Istilah ini sebenarnya bukan hal yang baru, hedonisme atau akrab disebut sebagai hedon. Dikutip dari Kamus Besar Bahasa Indonesia (KBBI), hedonisme merupakan pandangan yang menganggap kesenangan dan kenikmatan materi sebagai tujuan utama dalam hidup. Hedonisme juga turut dikaitkan dengan berfoya-foya.
Saat bulan Ramadhan, sering kali kita temui unggahan-unggahan acara buka bersama dengan menu yang mewah serta mahal luar biasa. Realita lainnya, ada saja pihak pihak yang membumbui buka bersama dengan foya-foya. Aktifitas yang harusnya cenderung sakral, berujung menjadi riya.

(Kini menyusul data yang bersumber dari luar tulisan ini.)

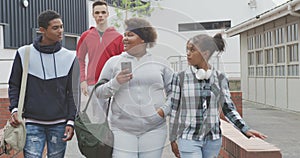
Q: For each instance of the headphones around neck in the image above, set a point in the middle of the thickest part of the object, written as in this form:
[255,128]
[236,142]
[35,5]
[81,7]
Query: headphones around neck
[201,74]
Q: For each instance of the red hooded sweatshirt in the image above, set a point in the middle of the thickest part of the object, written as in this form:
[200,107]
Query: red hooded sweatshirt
[99,50]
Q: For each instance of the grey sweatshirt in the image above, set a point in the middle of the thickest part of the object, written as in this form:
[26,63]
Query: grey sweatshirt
[134,104]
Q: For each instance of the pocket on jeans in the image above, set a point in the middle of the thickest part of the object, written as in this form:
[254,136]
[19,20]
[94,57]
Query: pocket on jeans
[186,145]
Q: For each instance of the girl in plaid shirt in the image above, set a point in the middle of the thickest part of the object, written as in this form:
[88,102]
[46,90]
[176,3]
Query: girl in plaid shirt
[197,95]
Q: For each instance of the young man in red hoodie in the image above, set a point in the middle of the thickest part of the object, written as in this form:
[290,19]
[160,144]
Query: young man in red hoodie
[99,43]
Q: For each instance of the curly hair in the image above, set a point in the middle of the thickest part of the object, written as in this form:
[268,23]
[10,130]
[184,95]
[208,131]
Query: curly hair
[46,16]
[143,29]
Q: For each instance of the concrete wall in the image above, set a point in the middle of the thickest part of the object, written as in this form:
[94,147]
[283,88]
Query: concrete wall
[279,91]
[172,43]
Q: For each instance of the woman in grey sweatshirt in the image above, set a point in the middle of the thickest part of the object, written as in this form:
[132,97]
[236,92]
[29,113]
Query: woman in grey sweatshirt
[140,94]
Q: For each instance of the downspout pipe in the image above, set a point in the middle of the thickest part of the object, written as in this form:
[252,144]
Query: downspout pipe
[291,12]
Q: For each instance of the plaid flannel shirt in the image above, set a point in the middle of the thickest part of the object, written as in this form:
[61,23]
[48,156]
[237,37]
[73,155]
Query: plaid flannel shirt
[195,106]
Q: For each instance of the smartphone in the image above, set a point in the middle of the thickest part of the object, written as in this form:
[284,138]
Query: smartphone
[126,65]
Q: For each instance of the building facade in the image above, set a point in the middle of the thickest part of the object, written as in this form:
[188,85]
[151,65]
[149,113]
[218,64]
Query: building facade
[269,51]
[19,26]
[177,21]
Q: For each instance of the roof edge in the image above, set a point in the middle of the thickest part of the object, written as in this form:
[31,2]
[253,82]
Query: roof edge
[270,15]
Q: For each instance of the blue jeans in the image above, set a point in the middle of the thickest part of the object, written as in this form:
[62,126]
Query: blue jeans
[199,149]
[38,135]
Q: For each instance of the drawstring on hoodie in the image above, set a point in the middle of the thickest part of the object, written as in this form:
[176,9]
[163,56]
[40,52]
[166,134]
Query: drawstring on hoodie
[43,65]
[54,64]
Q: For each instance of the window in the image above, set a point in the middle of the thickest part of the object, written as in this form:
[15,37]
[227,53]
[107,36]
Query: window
[268,39]
[269,62]
[280,59]
[292,32]
[215,25]
[293,59]
[1,37]
[251,65]
[280,55]
[250,43]
[279,36]
[260,62]
[258,41]
[293,53]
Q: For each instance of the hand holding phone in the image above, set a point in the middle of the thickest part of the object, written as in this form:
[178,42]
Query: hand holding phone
[126,65]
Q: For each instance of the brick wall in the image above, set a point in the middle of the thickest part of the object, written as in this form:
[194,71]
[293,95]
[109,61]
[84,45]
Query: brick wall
[236,145]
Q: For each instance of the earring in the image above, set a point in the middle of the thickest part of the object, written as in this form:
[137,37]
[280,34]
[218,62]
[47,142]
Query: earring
[201,74]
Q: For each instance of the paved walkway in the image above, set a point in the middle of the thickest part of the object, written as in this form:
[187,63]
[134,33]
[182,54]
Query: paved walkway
[282,128]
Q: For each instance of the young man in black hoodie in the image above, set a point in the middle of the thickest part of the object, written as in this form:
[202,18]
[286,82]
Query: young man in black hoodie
[52,93]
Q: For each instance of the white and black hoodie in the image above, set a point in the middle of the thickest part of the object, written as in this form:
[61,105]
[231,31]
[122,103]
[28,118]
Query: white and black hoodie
[53,86]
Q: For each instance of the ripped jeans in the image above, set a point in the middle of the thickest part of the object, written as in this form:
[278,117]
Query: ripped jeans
[36,137]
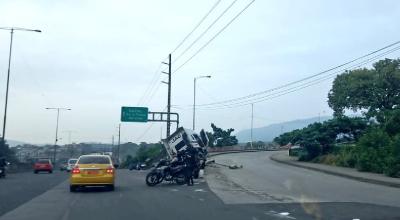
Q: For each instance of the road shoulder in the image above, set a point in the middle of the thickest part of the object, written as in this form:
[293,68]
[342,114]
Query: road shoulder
[283,157]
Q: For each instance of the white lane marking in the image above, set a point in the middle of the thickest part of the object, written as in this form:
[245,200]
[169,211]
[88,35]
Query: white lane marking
[199,190]
[283,215]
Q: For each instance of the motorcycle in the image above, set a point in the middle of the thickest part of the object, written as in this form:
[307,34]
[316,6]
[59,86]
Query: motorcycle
[2,172]
[171,171]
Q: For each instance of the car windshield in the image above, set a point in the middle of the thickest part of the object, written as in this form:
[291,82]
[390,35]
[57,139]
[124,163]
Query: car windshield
[262,109]
[72,161]
[94,160]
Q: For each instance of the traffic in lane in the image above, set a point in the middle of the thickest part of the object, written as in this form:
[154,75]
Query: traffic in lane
[132,198]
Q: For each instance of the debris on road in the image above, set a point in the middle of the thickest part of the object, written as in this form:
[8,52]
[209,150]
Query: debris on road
[235,166]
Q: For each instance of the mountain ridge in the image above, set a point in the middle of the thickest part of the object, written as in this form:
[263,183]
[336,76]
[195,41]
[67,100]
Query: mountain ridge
[269,132]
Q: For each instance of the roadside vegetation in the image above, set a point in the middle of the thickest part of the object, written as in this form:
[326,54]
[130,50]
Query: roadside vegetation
[369,142]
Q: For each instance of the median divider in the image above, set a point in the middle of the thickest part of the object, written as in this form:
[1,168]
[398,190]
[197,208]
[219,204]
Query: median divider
[350,173]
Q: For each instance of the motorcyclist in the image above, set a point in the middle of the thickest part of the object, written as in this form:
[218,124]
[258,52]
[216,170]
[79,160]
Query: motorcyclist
[3,164]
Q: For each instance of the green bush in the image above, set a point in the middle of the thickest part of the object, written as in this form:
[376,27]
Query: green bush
[347,156]
[373,151]
[393,161]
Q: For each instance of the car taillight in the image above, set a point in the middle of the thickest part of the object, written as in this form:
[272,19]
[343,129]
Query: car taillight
[76,170]
[110,170]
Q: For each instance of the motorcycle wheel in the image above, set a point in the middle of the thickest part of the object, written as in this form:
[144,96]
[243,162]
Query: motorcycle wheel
[180,179]
[152,179]
[196,173]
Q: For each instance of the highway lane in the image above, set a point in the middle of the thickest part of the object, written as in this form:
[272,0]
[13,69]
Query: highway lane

Hal ini, tentu saja berbanding terbalik dengan prinsip agama Islam untuk hidup sederhana. Agama islam menganjurkan umatnya untuk senantiasa hidup dalam kesederhanaan disemua tindakan. Serta menjauhkan diri dari sikap tidak puas dan menjauhkan sikap berlebihan. Sebenarnya, sah-sah saja melakukan buka bersama. Dengan catatan, lurus dan perjelas apa niat buka bersama itu sebenarnya, misalnya mempererat tali silaturahmi. Namun, yang harus digaris bawahi ialah menghapus kenyataan-kenyataan negatif seperti terlalu eksklusif.
Pilihlah kesempatan berbuka yang lebih bermakna, sendiri atau bersama-sama serta mensyukuri dan bersilaturahmi tanpa melanggar ajaran serta syariat. Tak lupa pula, sembari renungi masih banyak kaum duafa yang tak dapat menikmati berbuka karena tidak ada yang mampu dibeli dan tidak ada yang memperdulikan.